Examples based on hclient.C and hserv.C from tutorials: 2 clients create one histogram each, which is send via Socket; histogram copies are drawn into canvas by the server. In this case, there occured problems with socket communication, if clients and server are threads within the same process (e.g. often one client starts correctly, the second client never; the program crashes also without graphics display of the server). However, if clients are threads in root-session 1 and server is thread in root-session 2 (different processes), the socket communication worked (when the server thread tries to display the histogram, the usual problems with graphics in TThreads happens though). If server runs as main program in process 2 and client as threads in process 1, everything works well as in the tutorial examples.
Further example: server3.cxx, server as standalone programm (process 1); client3.cxx and hist3.cxx two threads in library, called by root macro cliserv3.C (process 2); hist creates and fills two global histograms, client sends histograms into socket, server displays them. Synchronisation between threads by means of global flag (tells clientsock that clienthist has finished, then socket is closed).

1.2.7 Exceptions within Threads

Example situation (thread1new.so, thread2new.so, thread3new.so): Use exception class hierarchy in shared library libthreadexcept.so, compiled with -frtti (!) and -fexception; this is linked against the library in which thread1 function is running with try and catch blocks; the thread calling root macro loads exception library (gSystem->Load("libthreadexcept.so")), as well as the thread libraries.

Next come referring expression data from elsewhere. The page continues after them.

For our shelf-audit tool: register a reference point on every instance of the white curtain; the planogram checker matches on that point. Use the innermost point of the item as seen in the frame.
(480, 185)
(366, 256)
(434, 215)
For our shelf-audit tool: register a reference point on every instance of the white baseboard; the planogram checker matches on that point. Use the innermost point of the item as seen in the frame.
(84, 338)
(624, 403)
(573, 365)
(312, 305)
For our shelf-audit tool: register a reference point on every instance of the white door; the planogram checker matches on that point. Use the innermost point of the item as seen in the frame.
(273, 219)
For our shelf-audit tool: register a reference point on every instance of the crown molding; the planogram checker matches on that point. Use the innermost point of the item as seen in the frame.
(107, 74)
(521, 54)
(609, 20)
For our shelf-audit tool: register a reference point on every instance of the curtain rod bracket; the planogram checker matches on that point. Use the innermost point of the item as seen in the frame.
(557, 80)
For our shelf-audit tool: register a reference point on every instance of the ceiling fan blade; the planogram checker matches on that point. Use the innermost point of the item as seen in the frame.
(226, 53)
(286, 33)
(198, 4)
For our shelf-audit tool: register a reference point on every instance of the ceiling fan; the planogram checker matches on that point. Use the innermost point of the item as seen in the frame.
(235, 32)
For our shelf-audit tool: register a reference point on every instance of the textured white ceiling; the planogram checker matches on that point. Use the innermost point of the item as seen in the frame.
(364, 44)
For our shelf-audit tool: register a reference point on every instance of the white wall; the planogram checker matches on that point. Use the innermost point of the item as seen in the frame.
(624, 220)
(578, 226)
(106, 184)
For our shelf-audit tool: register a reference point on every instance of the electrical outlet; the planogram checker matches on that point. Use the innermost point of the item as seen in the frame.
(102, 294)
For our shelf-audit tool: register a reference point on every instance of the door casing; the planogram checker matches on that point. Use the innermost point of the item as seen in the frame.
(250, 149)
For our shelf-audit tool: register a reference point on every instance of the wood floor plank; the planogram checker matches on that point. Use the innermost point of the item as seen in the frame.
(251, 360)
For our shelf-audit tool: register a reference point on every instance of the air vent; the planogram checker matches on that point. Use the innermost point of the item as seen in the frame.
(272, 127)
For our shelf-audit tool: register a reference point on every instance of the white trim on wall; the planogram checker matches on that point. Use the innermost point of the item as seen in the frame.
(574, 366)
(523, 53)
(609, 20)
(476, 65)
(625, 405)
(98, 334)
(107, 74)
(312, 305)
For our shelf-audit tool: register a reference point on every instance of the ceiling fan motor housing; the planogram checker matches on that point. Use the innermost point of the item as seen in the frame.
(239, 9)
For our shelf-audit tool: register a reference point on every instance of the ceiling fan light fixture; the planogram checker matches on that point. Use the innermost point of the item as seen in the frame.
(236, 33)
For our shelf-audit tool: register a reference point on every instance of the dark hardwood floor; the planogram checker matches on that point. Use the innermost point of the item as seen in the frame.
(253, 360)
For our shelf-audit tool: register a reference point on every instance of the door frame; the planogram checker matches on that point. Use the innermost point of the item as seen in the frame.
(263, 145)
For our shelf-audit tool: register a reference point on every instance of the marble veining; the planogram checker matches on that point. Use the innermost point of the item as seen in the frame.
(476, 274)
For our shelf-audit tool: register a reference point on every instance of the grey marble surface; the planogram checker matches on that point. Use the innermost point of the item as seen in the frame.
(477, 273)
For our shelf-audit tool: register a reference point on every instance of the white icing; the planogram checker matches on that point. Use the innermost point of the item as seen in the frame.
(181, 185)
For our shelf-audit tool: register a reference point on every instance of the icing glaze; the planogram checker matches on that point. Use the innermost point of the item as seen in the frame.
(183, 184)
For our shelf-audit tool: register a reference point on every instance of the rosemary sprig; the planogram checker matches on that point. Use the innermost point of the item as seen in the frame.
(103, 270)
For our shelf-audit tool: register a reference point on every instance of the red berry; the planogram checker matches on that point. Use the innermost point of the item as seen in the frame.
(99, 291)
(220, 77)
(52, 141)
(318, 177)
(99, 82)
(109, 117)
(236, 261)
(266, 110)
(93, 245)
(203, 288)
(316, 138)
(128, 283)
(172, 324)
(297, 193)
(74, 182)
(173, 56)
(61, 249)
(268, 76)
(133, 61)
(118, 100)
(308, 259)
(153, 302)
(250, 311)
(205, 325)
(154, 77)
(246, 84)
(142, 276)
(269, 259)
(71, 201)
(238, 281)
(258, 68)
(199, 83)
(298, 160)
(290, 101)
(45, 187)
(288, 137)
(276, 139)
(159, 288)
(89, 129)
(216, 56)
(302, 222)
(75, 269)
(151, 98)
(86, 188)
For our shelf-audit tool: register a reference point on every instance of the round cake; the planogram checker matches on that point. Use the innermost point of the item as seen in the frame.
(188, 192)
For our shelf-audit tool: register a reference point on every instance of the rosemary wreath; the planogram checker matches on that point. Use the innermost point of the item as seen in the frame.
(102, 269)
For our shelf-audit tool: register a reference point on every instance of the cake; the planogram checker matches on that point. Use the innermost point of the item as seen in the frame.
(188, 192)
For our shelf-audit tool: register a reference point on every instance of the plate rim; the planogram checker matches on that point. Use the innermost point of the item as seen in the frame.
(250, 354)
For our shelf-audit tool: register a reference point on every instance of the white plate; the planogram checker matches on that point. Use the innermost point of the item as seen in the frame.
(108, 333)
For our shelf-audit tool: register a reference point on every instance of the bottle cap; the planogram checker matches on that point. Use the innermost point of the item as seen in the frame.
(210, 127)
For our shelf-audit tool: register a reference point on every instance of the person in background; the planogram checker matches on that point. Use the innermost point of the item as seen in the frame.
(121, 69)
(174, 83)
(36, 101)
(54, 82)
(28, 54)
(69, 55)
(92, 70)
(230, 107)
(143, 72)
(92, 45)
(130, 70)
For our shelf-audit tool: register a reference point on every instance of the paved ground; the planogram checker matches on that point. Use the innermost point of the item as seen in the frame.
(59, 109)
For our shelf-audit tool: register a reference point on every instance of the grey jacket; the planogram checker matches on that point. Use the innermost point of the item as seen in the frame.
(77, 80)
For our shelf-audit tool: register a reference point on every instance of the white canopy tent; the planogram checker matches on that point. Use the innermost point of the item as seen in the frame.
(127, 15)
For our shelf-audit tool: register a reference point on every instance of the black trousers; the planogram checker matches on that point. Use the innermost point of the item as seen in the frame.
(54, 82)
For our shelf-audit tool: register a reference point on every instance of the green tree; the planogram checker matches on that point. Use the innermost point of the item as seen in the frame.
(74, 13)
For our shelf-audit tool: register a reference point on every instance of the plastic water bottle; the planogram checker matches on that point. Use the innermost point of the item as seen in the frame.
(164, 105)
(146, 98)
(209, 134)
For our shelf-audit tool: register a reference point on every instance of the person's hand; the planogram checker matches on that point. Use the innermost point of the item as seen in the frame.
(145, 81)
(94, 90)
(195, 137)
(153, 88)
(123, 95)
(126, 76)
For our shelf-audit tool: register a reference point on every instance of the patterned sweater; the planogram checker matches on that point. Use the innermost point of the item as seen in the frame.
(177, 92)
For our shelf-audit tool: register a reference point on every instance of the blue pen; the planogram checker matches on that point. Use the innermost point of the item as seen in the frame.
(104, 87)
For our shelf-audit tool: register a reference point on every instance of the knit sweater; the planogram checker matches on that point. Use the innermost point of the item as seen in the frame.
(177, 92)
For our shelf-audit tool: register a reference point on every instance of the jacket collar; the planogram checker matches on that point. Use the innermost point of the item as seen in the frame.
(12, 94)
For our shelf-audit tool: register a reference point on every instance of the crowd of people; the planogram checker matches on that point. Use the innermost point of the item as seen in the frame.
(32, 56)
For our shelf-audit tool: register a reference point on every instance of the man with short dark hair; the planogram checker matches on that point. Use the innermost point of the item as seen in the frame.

thread1 contains try block with explicit throws of derived exception classes, and catch blocks (example l: only exception base class is caught which handles all derived exceptions, these can be identified by their own console "message").
Exceptions are caught correctly.
Exception-handler of thread1 can terminate all other threads and thread1 itself (see section 1.2.8 for details of thread cancellation).
After exception within Thread and consecutive termination of all threads, apart from the root process another unix process still keeps alive (for 3 threads: 5 root.exe processes when threads are running, 2 processes after thread cancellation); without threads there is just 1 process root.exe (besides there is always the mother process of the root session with different process name root).

Remark: Generally, exceptions should not be used within interpreted code (root CINT macros).

1.2.8 TThreads Cancellation and CleanUp

To cancel a TThread , this has to be enabled by SetCancelOn(); with SetCancelOff()(default) an external termination is forbidden.
There are two modes: SetCancelAsynchronous() allows to terminate immediately and at any time (causes problems, if thread uses e.g.external functions or keeps resources on cancelling); SetCancelDeferred() allows to terminate at certain points which can be set with CancelPoint(); default cancel points are e.g. Wait() and TimedWait() calls
The methods TThread::Kill(``threadname'') or TThread::Delete(tpoint) cancel the TThread* tpoint with name "threadname"

There is a stack of pointers to functions that are to be executed after thread termination. Using CleanUpPush((void*) &func, (void*) &arg) a function func with argument arg (arg might be e.g. the pointer to executing TThread) is pushed on the stack; with CleanUpPop(int exe) the last function is popped from the stack; if exe=1, this function is run (if exe=0 it is not run!).

TThread::CleanUp is for Posix the same as CleanUpPop(1)

The function TThread::AfterCancel(tpoint) is pushed by default to the cleanup stack before thread start (in TThread::Fun). The standard root TThread-implementation, however, disabled execution of AfterCancel (CleanUpPop(0) after function termination in TThread::Fun). We changed this, now the last function on stack is executed automatically after thread cancellation. Calling explicitly CleanUpPush and CleanUpPop with an own user function also works.
TThread cleanup stack does not apply the cleanup stack mechanism of the pthreads library (is commented out in TPosixThread).
Although pthreads cease after Kill() , Delete , and also after the normal threadfunction end (Unix processes are gone), the TThread instance TThread* tpoint exists until delete tpoint command in the TThread creating macro.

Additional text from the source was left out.